The cash strapped Zimbabwean government recently announced its intention to sell its stake at the Zimbabwe Iron and Steel Company (ZISCO) as an element of a revived attempt to bring the long dead parastatal and the once one of the biggest employers back to life.

This follows a series of other failed attempts in 2006 and 2010 respectively. Essar Africa Holdings entered into deal with government in 2010, where it was going to inject $750 million to secure 54 percent, with the government getting a larger percentage of the shared remainder with minority shareholders. The deal never materialised owing to alleged misunderstandings between the parties.

Meanwhile, the Engineering Iron and Steel Association of Zimbabwe (EISAZ) launched the sector’s resuscitation road map for the period 2015 to 2020 running under the theme; ‘Embracing Value Chain Linkages As The Key To Increased Capacity and Competitiveness,’ that seeks to identify challenges, opportunities, and key activities needed to address value chain constraints.

The strategy, which is in possession of Zim News reveals that a number of challenges has seen engineering, iron and steel sector taking a knock, owing to the fall of ZISCO. The sector performed badly between 2011 and 2014 where more than 4,600 companies ceased operations, resulting in the loss of 55,443 jobs driving families into poverty.

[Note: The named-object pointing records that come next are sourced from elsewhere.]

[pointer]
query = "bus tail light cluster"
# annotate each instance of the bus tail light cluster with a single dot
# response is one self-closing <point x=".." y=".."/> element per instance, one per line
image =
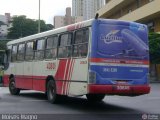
<point x="92" y="77"/>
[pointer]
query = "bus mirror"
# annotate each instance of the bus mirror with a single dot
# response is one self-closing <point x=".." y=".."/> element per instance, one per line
<point x="35" y="45"/>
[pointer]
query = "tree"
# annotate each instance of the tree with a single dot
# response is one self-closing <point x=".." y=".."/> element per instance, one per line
<point x="154" y="45"/>
<point x="22" y="26"/>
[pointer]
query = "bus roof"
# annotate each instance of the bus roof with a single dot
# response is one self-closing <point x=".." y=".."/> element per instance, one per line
<point x="54" y="31"/>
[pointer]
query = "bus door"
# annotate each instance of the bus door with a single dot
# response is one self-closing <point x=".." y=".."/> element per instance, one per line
<point x="28" y="66"/>
<point x="79" y="65"/>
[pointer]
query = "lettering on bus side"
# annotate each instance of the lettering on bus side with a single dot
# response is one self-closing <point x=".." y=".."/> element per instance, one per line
<point x="50" y="66"/>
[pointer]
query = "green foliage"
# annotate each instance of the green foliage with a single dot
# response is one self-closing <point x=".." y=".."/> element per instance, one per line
<point x="3" y="44"/>
<point x="22" y="26"/>
<point x="154" y="45"/>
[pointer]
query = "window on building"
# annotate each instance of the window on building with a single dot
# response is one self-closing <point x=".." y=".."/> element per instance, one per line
<point x="39" y="52"/>
<point x="80" y="46"/>
<point x="65" y="48"/>
<point x="29" y="51"/>
<point x="21" y="51"/>
<point x="14" y="53"/>
<point x="51" y="47"/>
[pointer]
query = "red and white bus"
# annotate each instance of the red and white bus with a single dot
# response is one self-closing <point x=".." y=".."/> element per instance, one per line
<point x="92" y="58"/>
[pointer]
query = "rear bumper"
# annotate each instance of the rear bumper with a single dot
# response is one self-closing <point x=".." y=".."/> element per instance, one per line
<point x="119" y="89"/>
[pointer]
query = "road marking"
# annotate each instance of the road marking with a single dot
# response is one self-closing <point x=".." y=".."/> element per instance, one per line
<point x="33" y="100"/>
<point x="154" y="98"/>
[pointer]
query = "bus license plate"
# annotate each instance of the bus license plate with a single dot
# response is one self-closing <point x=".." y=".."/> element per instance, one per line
<point x="122" y="87"/>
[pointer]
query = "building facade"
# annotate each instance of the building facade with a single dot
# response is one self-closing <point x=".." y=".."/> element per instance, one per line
<point x="60" y="21"/>
<point x="86" y="8"/>
<point x="4" y="25"/>
<point x="77" y="7"/>
<point x="143" y="11"/>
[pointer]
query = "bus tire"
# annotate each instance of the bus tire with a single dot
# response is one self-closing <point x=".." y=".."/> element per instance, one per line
<point x="95" y="97"/>
<point x="51" y="92"/>
<point x="12" y="87"/>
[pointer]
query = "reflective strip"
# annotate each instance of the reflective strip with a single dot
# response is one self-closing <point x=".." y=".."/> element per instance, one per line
<point x="119" y="65"/>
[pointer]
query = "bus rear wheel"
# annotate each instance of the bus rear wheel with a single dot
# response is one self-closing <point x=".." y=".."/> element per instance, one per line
<point x="51" y="92"/>
<point x="95" y="97"/>
<point x="12" y="87"/>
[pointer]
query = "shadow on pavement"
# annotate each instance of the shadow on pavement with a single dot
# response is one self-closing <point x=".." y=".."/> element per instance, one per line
<point x="82" y="104"/>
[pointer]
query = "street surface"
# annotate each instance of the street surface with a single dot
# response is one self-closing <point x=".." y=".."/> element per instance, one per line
<point x="31" y="102"/>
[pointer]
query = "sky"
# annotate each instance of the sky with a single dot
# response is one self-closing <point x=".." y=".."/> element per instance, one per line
<point x="30" y="8"/>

“Capacity utilisation declined from an average 57 percent in 2011 to 44 percent in 2012 and 39 percent in 2013 respectively, while erratic power supplies, lack of capital, higher input costs, obsolete machinery and dilapidated infrastructure also dogged the sector,” the road map states.

According to the then President of the EISAZ Zondi Kumwenda, during the launch in 2015, the association having noticed the challenges dogging the sector realised the need of embarking on a wide-ranging value chain analysis.

“This comes at the moment when the sector is facing serious challenges further aggravated by the fall of ZISCO which sustained industries based in Kwekwe, Gweru, Redcliff, and the surrounding areas, creating employment to thousands of people, in firms whose operations depended in a way or the other on the steel giant,” he said then.

The sector registered a total shortfall of about USD 3.3 billion in the period 2008-2012 translating into an average deficit of about USD660 million per year. Exports amounted to 41% (USD7 billion) of trade, against 59% (USD10 billion) imports. Exports were dominated by non value added engineering goods hence, the reduced returns.

EISAZ’s envisaged 2015 to 2020 strategy is a united effort with government, engineering, iron and steel industry, including private sector companies, and civil society taking part in a market-driven value chain analysis.

A study by Zimbabwe Economic Policy Analysis and Research Unit (ZEPARU) in relation to the strategy reveals that country’s uncompetitive technologies on the regional and international market, lack of foreign demand for Zimbabwean products, tax rates, administration obstacles, corruption and labour and health issues were prevalent in the sector.

It also emphasised on the integration between training institutions and industry, SMEs and regularisation of the informal sector, as well as the formalisation of the scrap metal industry, so that they feed back into the main stream sector in harmony.  

The recent call by the government comes high on the heels of repeated appeals by Industry and Commerce minister Mike Bimha who is on record for pointing out the need to revive ZISCO. Officiating at the Confederation of Zimbabwe Industries in July this year he said efforts were underway by government to sanitise the parastatal’s books so that new investors start on a clean bill.

He called upon investors to think universally and act locally through buy in, own up, and tame the regional and international industrialisation strategies for the benefit of the sector.

Investment opportunities in the country have over the years been undermined by corruption within public and private sectors, disharmony between government ministries, misconceptions on the indigenisation laws, and bureaucratic red tape. These have affected the ease of doing business and several business deals have suffered still births as a result. The government has of late expressed its commitment in improving the ease of doing business.